I have no such sympathy, however, for Senate Majority Leader Harry Reid.
I am not surprised he would vote for this bill, it is not that hard to understand, but his comments on the bill leave me bewildered. NPR's Morning Edition had a story on the bill that included this from Reid:
"Agencies of our government have been so underfunded and under-resourced during the Bush years that these agencies need this money so that they can function properly."Does Reid actually think that Bush cut funding to government programs? Surely there are examples of specific programs that Bush cut, but federal spending rose during his years in office. Bush may have cut taxes, but he had no such compunction when it came to spending.
Bush went from spending 1.8 trillion in 2001 to 2.7 trillion in 2007. This is 18.6 and 19.5% of GDP respectively. (See this link for the data tables.)
To say our government was underfunded during this time is beyond belief.
Perhaps one could argue that the money that was spent under Bush was misallocated. Fine. The Democrats won the election, they get to set the priorities. Democrats should revise spending to be more in line with their wishes, but this bill increases spending as well. The case for spending increases was made, and became law, as part of the stimulus bill. The increases in this bill set a new high water mark from which spending may never recede.

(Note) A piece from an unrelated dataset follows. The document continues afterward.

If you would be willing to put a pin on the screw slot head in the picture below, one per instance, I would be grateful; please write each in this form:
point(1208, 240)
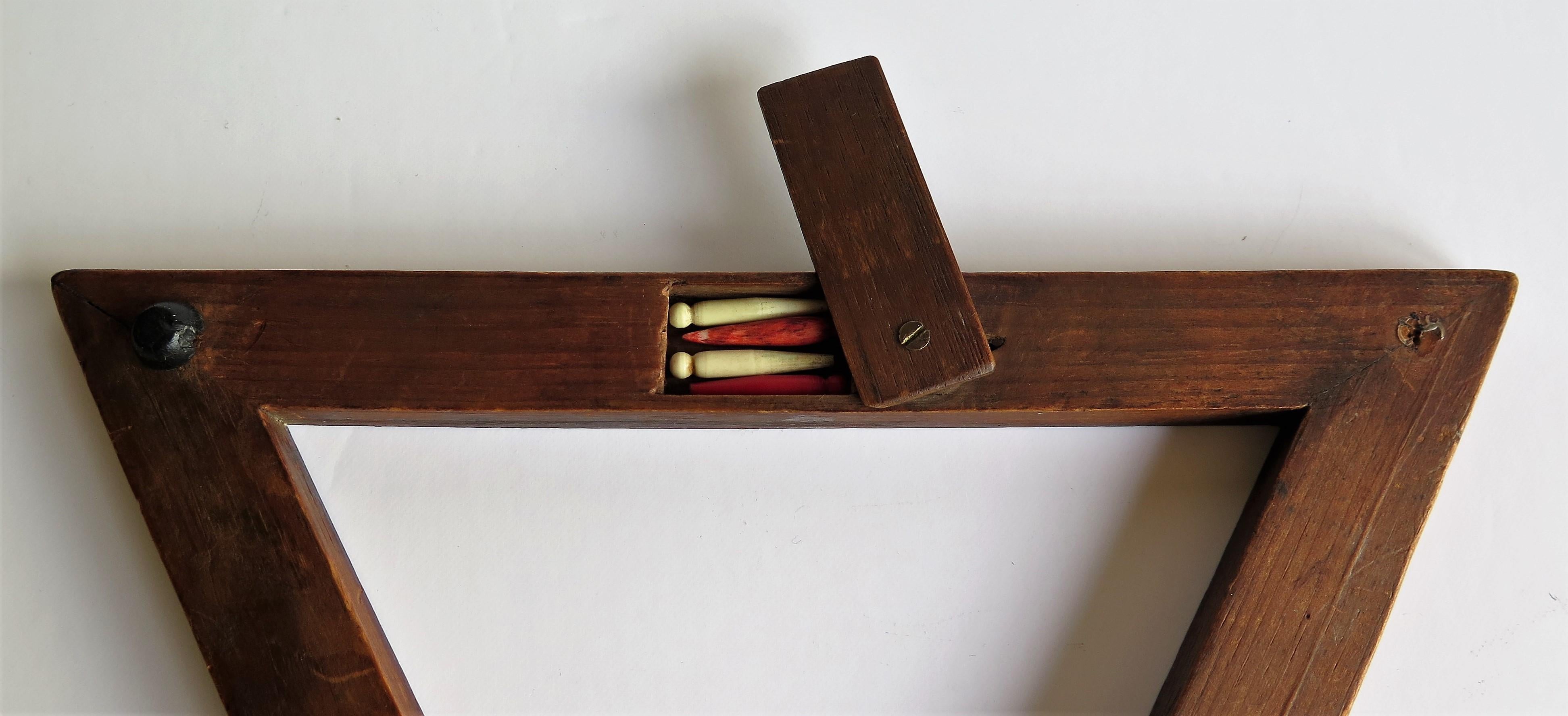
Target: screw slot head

So Reid is either woefully misinformed or simply making things up to justify the passage of this bill by the Senate. I am not sure which is worse.
My dismay was amplified when I came across an item on the OpenCongress Blog that notes the approval of Congress has jumped to 39%, the highest it has been since February of 2005. Are people more approving because they believe they will receive some direct benefit from the current spending spree? Are they more approving because we are clearly in dire circumstances and the Congress seems to be doing something, anything?
If they listen to Mr. Reid's words, I am not sure how one can be more approving of the job the Congress is doing, even if you believe in the measures that have been adopted thus far.
Within the poll, there is this additional piece of information:
Since January, approval of Congress among self-identified Democrats has risen from 17 percent to 57 percent.Democrats have had much the same Congressional team since 2006, with the notable exception that one rising superstar has now relocated to Pennsylvania Avenue, so why the sudden jump? Some of it must be reflected glory from the highly popular president. But could some of this spike be the result of too many people being largely ignorant of the basic facts about our government and taking Reid, and others, at their word?
So in Senator Reid we have another example of the disconnect between rhetoric and reality that is a marked feature of our political landscape. And in the poll numbers we see a possible symptom of this disconnect.
Discerning the reality of our situation is critical for our national well being. Unfortunately, discernment is not something that can be legislated into existence.